Un momento de la liturgia eucarística, en la catedral de la
Almudena. En torno al cardenal, los doce nuevos presbíteros
«Yo hubiera deseado haberme pasado estos dos días rezando en algún sitio tranquilo, en un monasterio...», confesaba el cardenal Rouco, el sábado por la tarde, al término de un homenaje que le rindió la archidiócesis de Madrid en el Seminario. «Los actos han sido una sorpresa», añadía, antes de agradecer todas las muestras de cariño que ha recibido estos días.

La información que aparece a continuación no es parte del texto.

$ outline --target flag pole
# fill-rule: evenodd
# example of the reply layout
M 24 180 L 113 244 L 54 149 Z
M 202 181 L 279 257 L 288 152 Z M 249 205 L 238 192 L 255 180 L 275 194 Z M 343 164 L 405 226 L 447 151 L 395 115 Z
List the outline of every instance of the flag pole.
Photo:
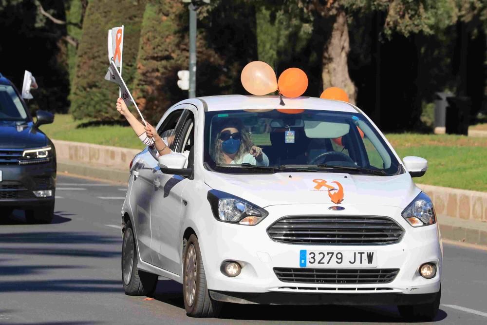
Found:
M 135 108 L 137 109 L 137 112 L 139 113 L 139 115 L 140 116 L 140 118 L 142 119 L 142 122 L 144 122 L 144 124 L 146 126 L 147 126 L 147 122 L 146 122 L 146 120 L 144 118 L 144 116 L 142 116 L 142 114 L 140 113 L 140 110 L 139 109 L 139 107 L 137 106 L 137 104 L 135 103 L 135 101 L 133 100 L 133 97 L 132 97 L 132 94 L 131 94 L 130 92 L 129 91 L 129 88 L 127 87 L 127 85 L 125 84 L 125 82 L 124 81 L 123 78 L 122 78 L 121 75 L 120 75 L 120 73 L 118 72 L 118 70 L 117 69 L 117 66 L 115 64 L 115 61 L 113 60 L 113 58 L 112 58 L 112 63 L 111 63 L 111 64 L 112 66 L 112 68 L 115 69 L 116 71 L 115 73 L 118 74 L 119 76 L 120 77 L 120 80 L 122 81 L 124 87 L 127 90 L 127 93 L 129 94 L 129 96 L 130 96 L 130 99 L 132 101 L 132 103 L 133 104 L 133 106 L 134 106 L 135 107 Z M 121 90 L 120 91 L 121 91 Z M 121 96 L 122 95 L 121 94 L 120 96 Z M 122 99 L 123 99 L 123 98 L 122 98 Z
M 124 25 L 122 25 L 122 48 L 120 49 L 120 76 L 122 76 L 122 60 L 123 59 L 123 32 L 124 32 Z M 118 88 L 118 97 L 120 98 L 122 96 L 122 89 Z M 134 102 L 135 103 L 135 102 Z M 138 110 L 138 109 L 137 109 Z M 140 116 L 142 117 L 142 115 Z M 143 120 L 144 118 L 143 118 Z

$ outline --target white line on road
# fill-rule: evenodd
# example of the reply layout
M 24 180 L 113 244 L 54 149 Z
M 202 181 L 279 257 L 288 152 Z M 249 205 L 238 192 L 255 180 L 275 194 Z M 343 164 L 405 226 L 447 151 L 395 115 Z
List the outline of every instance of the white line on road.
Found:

Pero el cardenal Rouco no dejó pasar la ocasión para ofrecer también una intensa catequesis, centrada en la importancia decisiva del sacerdocio, precisamente ahora, cuando el Papa acaba de anunciar que proclamará 2010 como año sacerdotal. El punto central de las Bodas de Oro sacerdotales del cardenal fue la ordenación de 12 nuevos presbíteros, y al finalizar los dos días de celebraciones, en el Seminario, fue de sacerdocio de lo que habló. «Es extraordinariamente decisivo vivir el sacerdocio de la forma en que la Iglesia lo ha vivido a través de los siglos, como entrega total», decía, ante un público, de todas las edades y carismas de la diócesis, y los venidos de Galicia, y de Alemania, pero sobre todo repleto de seminaristas. «En una teología super teórica y especulativa, el sacerdocio es separable del celibato, pero en una teología existencial y cercana, es inseparable». Y tras agradecer a Dios el don del sacerdocio y pedirle por nuevas vocaciones, dijo: «¿Por qué ha habido tanto anticlericalismo? Los sacerdotes pecan, ¡pero no es por eso! Es porque el sacerdote trae la certeza visible de la presencia del Señor en el mundo, lo que produce escándalo...»

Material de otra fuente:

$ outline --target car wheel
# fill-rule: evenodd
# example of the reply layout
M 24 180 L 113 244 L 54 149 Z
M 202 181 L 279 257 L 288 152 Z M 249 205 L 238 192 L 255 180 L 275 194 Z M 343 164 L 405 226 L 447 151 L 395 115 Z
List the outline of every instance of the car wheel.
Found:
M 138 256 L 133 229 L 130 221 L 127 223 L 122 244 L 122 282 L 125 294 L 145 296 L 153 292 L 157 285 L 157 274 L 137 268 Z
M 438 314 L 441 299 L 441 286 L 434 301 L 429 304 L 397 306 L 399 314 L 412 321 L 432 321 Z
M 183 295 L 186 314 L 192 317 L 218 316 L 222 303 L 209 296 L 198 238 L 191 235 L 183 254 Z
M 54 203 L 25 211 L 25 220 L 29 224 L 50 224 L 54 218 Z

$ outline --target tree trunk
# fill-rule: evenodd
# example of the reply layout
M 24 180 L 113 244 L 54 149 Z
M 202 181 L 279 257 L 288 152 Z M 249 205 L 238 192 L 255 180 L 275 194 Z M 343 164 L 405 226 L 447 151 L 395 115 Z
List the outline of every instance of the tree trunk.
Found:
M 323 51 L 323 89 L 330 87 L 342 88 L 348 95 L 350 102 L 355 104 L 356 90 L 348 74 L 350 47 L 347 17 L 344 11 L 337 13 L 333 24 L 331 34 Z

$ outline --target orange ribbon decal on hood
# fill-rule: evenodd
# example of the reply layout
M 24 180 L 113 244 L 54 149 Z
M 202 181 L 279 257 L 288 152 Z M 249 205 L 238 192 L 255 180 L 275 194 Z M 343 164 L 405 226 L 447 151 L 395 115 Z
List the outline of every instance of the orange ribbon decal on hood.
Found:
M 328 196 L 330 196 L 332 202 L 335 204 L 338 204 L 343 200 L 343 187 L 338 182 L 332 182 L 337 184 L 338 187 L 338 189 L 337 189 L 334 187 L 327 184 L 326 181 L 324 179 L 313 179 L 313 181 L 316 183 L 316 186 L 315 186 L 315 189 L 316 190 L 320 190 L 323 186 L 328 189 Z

La vocación puede ser muy temprana, como en el caso del propio cardenal, que ingresó en el Seminario Menor a los 10 años. «A mí me molesta mucho cuando me dicen que los niños no pueden tener vocación para el sacerdocio», dijo. «¡Pues claro que la tienen! Al modo de niño. Pero el niño crece, y la vocación crece con él, si se cuida y se cultiva». Lo que no debe faltar es el ideal de la santidad sacerdotal. «Las circunstancias de la vida no son fáciles nunca, pero ese ideal de la santidad de la vida sacerdotal hay que retenerlo en todo momento», así como el celo apostólico de perseguir siempre «la salvación de las almas».

Al lado del cardenal, durante el acto de homenaje,
interviene su hermana doña Visitación
Muy importante es también contar con «vocaciones sacerdotales que tengan pasión por la ciencia teológica, por el discurso intelectual, por la evangelización de la cultura». No es cosa de «vanidad intelectual, sino porque esto pertenece al ejercicio del ministerio sacerdotal de una manera esencial. ¿Es que la razón no pertenece a lo más íntimo y constituyente de la existencia de la vida del hombre?» En esa línea, dejó claro un equívoco, deslizado por muchos, precisamente en vísperas de la gran movilización en toda España en defensa del niño no nacido, en la que sería decisiva la participación de los católicos: «Defender la vida y a la familia no es meterse en política. Es anunciar a Jesucristo y a su familia».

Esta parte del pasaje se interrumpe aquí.